Agarwood, also known as oud, oudh, agar, aloeswood, gaharu, jinko or lign-aloes, is a dark resinous heartwood that forms in Aquilaria and Gyrinops trees (large evergreens native to southeast Asia) when they become infected with a type of mould. Prior to infection, the heartwood is odourless, relatively light and pale coloured; however, as the infection progresses, the tree produces a dark aromatic resin in response to the attack, which results in a very dense, dark, resin embedded heartwood. The resin embedded wood is valued in many cultures for its distinctive fragrance, and thus is used for incense and perfumes.
Benefits of Agarwood
The benefits that are involved with Agarwood are vast, ranging from psychoactive and spiritual, to therapeutic and medicinal.
- Agarwood calms the body, removes destructive and negative energies, provides enhanced awareness, reduces fear, invokes a feeling of vigour and harmony, and enhances mental functionality
- Agarwood is highly effective for meditation, enlightenment, bringing deep tranquility and relaxation
- Medically, agarwood is aphrodisiac, diuretic, relieves epilepsy, antimicrobial, carminative and anti-asthmatic.
- Agarwood is used in nervous disorders, digestive issues, bronchial complaints, smallpox, rheumatism, illness during and after childbirth, spasms in the digestive and respiratory systems, fevers, abdominal pain, asthma, cancer, colic, diarrhea, nausea, regurgitation, weakness in the elderly, shortness of breath, chills, general pains and cirrhosis of the liver. It has also been used as a treatment for lung and stomach tumours.
History of Agarwood
The Prophet Muhammad held the tradition of fumigation with agarwood which is still on-going in the Muslim religion up to this day. The Holy Prophet made known that agarwood is an unequivocal item of Paradise in his saying, “The first group of people who will enter Paradise, will be glittering like the full moon and those who will follow them, will glitter like the most brilliant star in the sky. They will not answer the call of nature nor spit or have any nasal secretions. Their combs will be of gold, and their sweat will smell like musk. The agarwood will be used in their centers.” The Prophet Muhammad also revealed the extensive healing qualities of agarwood, which in the particular saying, referred to Hindi Agarwood and its efficacy in treating pleurisy.

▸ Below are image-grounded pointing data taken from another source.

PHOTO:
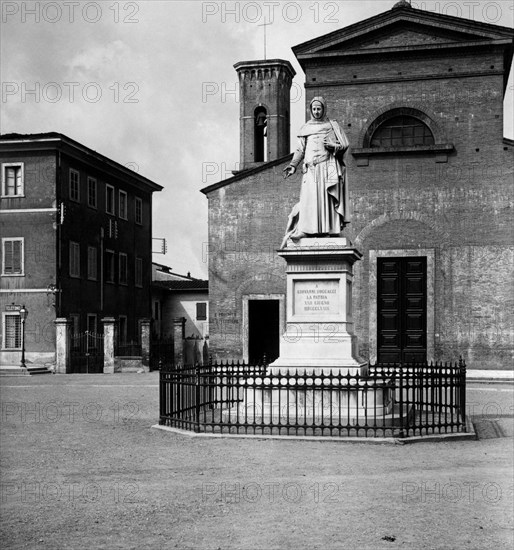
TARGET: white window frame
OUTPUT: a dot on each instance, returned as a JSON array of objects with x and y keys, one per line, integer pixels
[
  {"x": 4, "y": 179},
  {"x": 4, "y": 327},
  {"x": 138, "y": 220},
  {"x": 121, "y": 281},
  {"x": 89, "y": 180},
  {"x": 22, "y": 256},
  {"x": 122, "y": 214},
  {"x": 73, "y": 171},
  {"x": 206, "y": 311},
  {"x": 108, "y": 253},
  {"x": 92, "y": 316},
  {"x": 74, "y": 274},
  {"x": 107, "y": 189},
  {"x": 122, "y": 338},
  {"x": 138, "y": 262},
  {"x": 90, "y": 275},
  {"x": 75, "y": 324}
]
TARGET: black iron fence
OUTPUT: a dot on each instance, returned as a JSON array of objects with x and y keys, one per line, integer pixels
[
  {"x": 388, "y": 401},
  {"x": 127, "y": 349},
  {"x": 87, "y": 353}
]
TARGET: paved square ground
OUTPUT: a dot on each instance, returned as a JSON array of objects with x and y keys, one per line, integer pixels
[{"x": 81, "y": 468}]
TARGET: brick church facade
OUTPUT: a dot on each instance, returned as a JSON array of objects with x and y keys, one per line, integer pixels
[{"x": 420, "y": 97}]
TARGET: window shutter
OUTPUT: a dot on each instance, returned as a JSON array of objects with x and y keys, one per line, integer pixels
[{"x": 12, "y": 257}]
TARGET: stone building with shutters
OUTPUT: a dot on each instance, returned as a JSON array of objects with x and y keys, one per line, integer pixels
[
  {"x": 420, "y": 96},
  {"x": 76, "y": 244}
]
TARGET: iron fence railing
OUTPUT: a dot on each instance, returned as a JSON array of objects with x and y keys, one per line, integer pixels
[
  {"x": 389, "y": 401},
  {"x": 127, "y": 349}
]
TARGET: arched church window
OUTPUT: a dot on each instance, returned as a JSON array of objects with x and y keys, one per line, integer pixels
[
  {"x": 260, "y": 133},
  {"x": 402, "y": 131}
]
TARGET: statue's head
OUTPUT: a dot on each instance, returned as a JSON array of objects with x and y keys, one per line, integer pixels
[{"x": 318, "y": 108}]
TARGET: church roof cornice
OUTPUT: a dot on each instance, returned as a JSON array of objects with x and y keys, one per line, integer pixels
[
  {"x": 246, "y": 173},
  {"x": 459, "y": 32}
]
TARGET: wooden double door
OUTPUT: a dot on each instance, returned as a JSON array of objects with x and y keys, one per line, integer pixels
[{"x": 402, "y": 310}]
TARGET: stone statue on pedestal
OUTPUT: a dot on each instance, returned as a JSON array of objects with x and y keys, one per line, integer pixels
[{"x": 323, "y": 209}]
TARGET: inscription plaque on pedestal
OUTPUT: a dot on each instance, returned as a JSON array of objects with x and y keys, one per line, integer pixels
[{"x": 312, "y": 297}]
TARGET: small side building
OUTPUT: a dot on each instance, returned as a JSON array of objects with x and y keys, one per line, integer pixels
[
  {"x": 180, "y": 309},
  {"x": 76, "y": 241}
]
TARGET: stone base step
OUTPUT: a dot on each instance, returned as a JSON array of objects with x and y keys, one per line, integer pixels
[
  {"x": 13, "y": 370},
  {"x": 39, "y": 370}
]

The Song of Songs describes King Solomon as “coming up from the desert like a column of smoke, perfumed with myrrh and incense” and there are countless references throughout this book of the Old Testament to “every kind of incense tree” which popular belief denotes to agarwood. Several citations of agarwood is quoted in the bible, including a section in which Jesus is said to have been scented with agarwood.

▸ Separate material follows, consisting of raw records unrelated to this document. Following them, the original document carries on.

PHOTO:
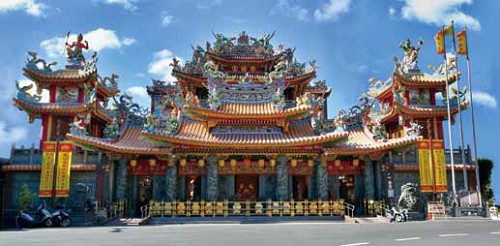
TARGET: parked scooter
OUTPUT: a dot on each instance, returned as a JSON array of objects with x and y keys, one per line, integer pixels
[
  {"x": 41, "y": 218},
  {"x": 398, "y": 216},
  {"x": 61, "y": 218}
]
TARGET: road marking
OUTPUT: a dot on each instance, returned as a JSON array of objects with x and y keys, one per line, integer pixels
[
  {"x": 407, "y": 239},
  {"x": 454, "y": 235},
  {"x": 355, "y": 244}
]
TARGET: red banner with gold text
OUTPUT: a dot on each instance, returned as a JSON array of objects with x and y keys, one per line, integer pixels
[
  {"x": 47, "y": 170},
  {"x": 63, "y": 169}
]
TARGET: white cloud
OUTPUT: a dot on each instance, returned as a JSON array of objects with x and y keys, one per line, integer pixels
[
  {"x": 160, "y": 66},
  {"x": 9, "y": 135},
  {"x": 485, "y": 99},
  {"x": 331, "y": 10},
  {"x": 392, "y": 11},
  {"x": 127, "y": 4},
  {"x": 166, "y": 19},
  {"x": 30, "y": 6},
  {"x": 140, "y": 96},
  {"x": 128, "y": 41},
  {"x": 208, "y": 4},
  {"x": 293, "y": 10},
  {"x": 439, "y": 12},
  {"x": 98, "y": 39}
]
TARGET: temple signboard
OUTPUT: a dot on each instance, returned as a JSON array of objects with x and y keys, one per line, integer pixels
[
  {"x": 63, "y": 169},
  {"x": 432, "y": 166},
  {"x": 441, "y": 183},
  {"x": 47, "y": 172},
  {"x": 424, "y": 165}
]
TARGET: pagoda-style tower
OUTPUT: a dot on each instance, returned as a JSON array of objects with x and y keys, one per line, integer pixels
[
  {"x": 408, "y": 99},
  {"x": 77, "y": 95}
]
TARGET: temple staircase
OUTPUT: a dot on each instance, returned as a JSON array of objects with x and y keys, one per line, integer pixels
[{"x": 80, "y": 217}]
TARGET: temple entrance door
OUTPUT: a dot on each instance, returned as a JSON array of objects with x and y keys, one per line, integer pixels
[
  {"x": 144, "y": 190},
  {"x": 299, "y": 183},
  {"x": 346, "y": 188},
  {"x": 193, "y": 188},
  {"x": 247, "y": 187}
]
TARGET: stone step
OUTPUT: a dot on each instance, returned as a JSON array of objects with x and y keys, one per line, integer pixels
[{"x": 243, "y": 220}]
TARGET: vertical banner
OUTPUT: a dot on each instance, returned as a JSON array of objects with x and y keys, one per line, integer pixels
[
  {"x": 47, "y": 171},
  {"x": 424, "y": 165},
  {"x": 439, "y": 165},
  {"x": 63, "y": 169}
]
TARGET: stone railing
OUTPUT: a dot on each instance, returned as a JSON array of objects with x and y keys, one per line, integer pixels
[{"x": 244, "y": 208}]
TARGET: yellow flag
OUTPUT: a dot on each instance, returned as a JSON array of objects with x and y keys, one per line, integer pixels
[
  {"x": 448, "y": 31},
  {"x": 439, "y": 38},
  {"x": 462, "y": 43}
]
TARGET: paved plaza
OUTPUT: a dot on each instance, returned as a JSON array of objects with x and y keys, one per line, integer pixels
[{"x": 456, "y": 233}]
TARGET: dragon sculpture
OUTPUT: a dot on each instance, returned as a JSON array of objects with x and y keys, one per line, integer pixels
[
  {"x": 33, "y": 61},
  {"x": 24, "y": 95}
]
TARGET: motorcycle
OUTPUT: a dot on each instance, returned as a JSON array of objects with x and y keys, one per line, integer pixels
[
  {"x": 42, "y": 217},
  {"x": 61, "y": 218},
  {"x": 398, "y": 216}
]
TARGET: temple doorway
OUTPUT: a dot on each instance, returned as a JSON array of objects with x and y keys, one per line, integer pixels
[
  {"x": 299, "y": 183},
  {"x": 193, "y": 188},
  {"x": 144, "y": 190},
  {"x": 346, "y": 188},
  {"x": 247, "y": 187}
]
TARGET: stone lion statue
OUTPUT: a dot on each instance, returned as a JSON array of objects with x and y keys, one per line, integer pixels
[{"x": 409, "y": 196}]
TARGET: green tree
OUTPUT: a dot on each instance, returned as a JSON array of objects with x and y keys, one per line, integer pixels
[
  {"x": 485, "y": 170},
  {"x": 25, "y": 198}
]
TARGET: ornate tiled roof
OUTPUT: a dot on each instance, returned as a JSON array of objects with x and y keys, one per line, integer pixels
[
  {"x": 60, "y": 76},
  {"x": 415, "y": 110},
  {"x": 29, "y": 168},
  {"x": 362, "y": 142},
  {"x": 405, "y": 168},
  {"x": 247, "y": 111},
  {"x": 131, "y": 141},
  {"x": 60, "y": 108},
  {"x": 197, "y": 134},
  {"x": 425, "y": 80}
]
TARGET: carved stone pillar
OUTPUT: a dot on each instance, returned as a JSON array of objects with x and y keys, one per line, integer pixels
[
  {"x": 121, "y": 179},
  {"x": 369, "y": 181},
  {"x": 322, "y": 179},
  {"x": 282, "y": 178},
  {"x": 171, "y": 183},
  {"x": 212, "y": 179}
]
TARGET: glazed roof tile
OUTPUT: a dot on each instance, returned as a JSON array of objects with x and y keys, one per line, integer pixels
[
  {"x": 29, "y": 168},
  {"x": 423, "y": 79},
  {"x": 131, "y": 141},
  {"x": 197, "y": 134},
  {"x": 60, "y": 108},
  {"x": 60, "y": 75},
  {"x": 362, "y": 142},
  {"x": 248, "y": 111}
]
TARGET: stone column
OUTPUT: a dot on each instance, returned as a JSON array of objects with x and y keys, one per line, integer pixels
[
  {"x": 369, "y": 182},
  {"x": 359, "y": 193},
  {"x": 282, "y": 178},
  {"x": 171, "y": 182},
  {"x": 322, "y": 178},
  {"x": 336, "y": 187},
  {"x": 380, "y": 179},
  {"x": 212, "y": 179},
  {"x": 121, "y": 179}
]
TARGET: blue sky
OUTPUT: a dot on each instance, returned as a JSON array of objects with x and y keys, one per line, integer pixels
[{"x": 352, "y": 40}]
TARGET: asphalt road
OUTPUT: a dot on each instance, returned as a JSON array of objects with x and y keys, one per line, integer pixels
[{"x": 471, "y": 233}]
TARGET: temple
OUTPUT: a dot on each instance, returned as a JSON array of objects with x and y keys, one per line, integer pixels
[{"x": 244, "y": 122}]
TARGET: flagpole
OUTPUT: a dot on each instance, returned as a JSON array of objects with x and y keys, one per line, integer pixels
[
  {"x": 464, "y": 170},
  {"x": 454, "y": 188},
  {"x": 476, "y": 165}
]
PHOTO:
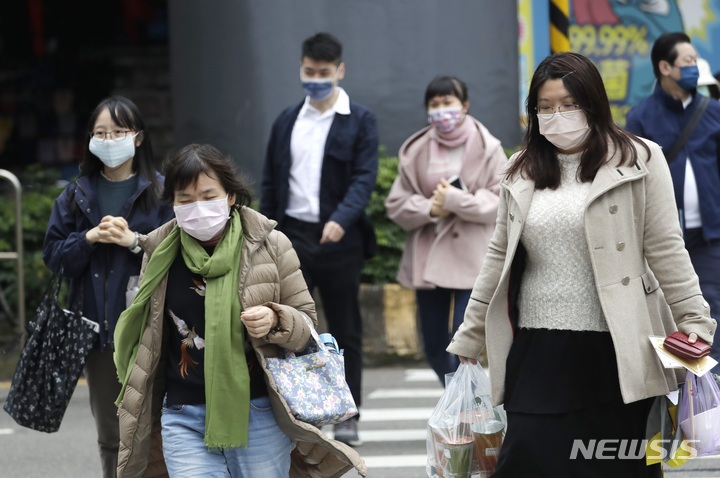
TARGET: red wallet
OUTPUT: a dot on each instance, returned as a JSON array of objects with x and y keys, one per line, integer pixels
[{"x": 677, "y": 344}]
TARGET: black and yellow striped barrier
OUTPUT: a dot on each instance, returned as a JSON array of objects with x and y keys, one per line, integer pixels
[{"x": 559, "y": 23}]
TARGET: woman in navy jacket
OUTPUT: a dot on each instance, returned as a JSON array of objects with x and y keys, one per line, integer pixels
[{"x": 92, "y": 239}]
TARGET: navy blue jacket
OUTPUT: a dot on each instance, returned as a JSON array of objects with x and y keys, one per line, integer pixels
[
  {"x": 348, "y": 174},
  {"x": 661, "y": 118},
  {"x": 103, "y": 270}
]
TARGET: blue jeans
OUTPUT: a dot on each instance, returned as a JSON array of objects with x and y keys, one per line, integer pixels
[
  {"x": 186, "y": 456},
  {"x": 434, "y": 307}
]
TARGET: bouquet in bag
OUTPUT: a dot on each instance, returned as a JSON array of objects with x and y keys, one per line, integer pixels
[
  {"x": 700, "y": 413},
  {"x": 465, "y": 432}
]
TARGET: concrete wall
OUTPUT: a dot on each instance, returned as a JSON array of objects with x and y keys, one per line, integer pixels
[{"x": 235, "y": 64}]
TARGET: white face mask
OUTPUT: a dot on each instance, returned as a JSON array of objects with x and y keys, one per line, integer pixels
[
  {"x": 203, "y": 220},
  {"x": 113, "y": 153},
  {"x": 566, "y": 131}
]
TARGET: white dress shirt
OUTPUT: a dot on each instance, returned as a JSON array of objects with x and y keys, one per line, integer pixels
[{"x": 307, "y": 149}]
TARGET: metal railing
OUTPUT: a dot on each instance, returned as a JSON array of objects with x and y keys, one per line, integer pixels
[{"x": 17, "y": 255}]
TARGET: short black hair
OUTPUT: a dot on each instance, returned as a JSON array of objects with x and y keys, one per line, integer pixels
[
  {"x": 446, "y": 85},
  {"x": 322, "y": 47},
  {"x": 185, "y": 166},
  {"x": 664, "y": 49}
]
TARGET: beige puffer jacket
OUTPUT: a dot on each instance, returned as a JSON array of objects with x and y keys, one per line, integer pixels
[{"x": 269, "y": 275}]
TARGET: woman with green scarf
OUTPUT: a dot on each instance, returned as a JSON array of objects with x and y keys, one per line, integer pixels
[{"x": 220, "y": 291}]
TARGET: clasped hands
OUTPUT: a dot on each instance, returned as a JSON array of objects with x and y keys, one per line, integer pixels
[{"x": 111, "y": 230}]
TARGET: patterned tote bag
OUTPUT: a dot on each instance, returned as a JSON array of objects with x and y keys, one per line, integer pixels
[
  {"x": 313, "y": 383},
  {"x": 50, "y": 362}
]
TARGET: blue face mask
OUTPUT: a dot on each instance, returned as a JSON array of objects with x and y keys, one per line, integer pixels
[
  {"x": 319, "y": 89},
  {"x": 688, "y": 77}
]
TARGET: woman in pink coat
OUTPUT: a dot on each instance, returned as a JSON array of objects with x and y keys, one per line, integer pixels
[{"x": 446, "y": 197}]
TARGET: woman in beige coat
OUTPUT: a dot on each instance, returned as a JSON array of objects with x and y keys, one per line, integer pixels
[
  {"x": 587, "y": 261},
  {"x": 220, "y": 291},
  {"x": 449, "y": 225}
]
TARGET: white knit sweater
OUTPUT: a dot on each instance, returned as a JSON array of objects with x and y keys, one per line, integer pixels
[{"x": 557, "y": 287}]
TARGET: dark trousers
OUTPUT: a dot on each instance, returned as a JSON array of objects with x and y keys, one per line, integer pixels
[
  {"x": 104, "y": 389},
  {"x": 435, "y": 307},
  {"x": 337, "y": 276},
  {"x": 705, "y": 257}
]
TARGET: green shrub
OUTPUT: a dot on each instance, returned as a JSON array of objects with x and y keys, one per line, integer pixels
[
  {"x": 383, "y": 268},
  {"x": 38, "y": 197}
]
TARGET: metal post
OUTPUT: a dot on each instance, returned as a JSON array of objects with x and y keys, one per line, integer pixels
[{"x": 18, "y": 254}]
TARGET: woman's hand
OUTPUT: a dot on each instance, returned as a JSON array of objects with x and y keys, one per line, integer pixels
[
  {"x": 438, "y": 199},
  {"x": 465, "y": 360},
  {"x": 111, "y": 230},
  {"x": 332, "y": 232},
  {"x": 259, "y": 320}
]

In the past, the mass affluent Chinese used to make their coffins out of agarwood while in Buddhism, the most precious Buddhist string of beads numbering to 108 is made of agarwood. One story tells of a monk’s sacrificing spirit in which whenever he met with the sick, he grinds one of his agarwood beads into powder for their consumption and even those who were seriously ill recovered.
Various reports tells us of the consummate luxurious habits of King Louis XIV of France, who had the habit of washing his clothes in rose water in which agarwood had been previously boiled in. Agarwood has also been associated with the Chinese tradition of Fengshui, a discipline of governing the flow of energy in a particular place, and agarwood has been linked with producing good luck and positive energy wherever it is placed.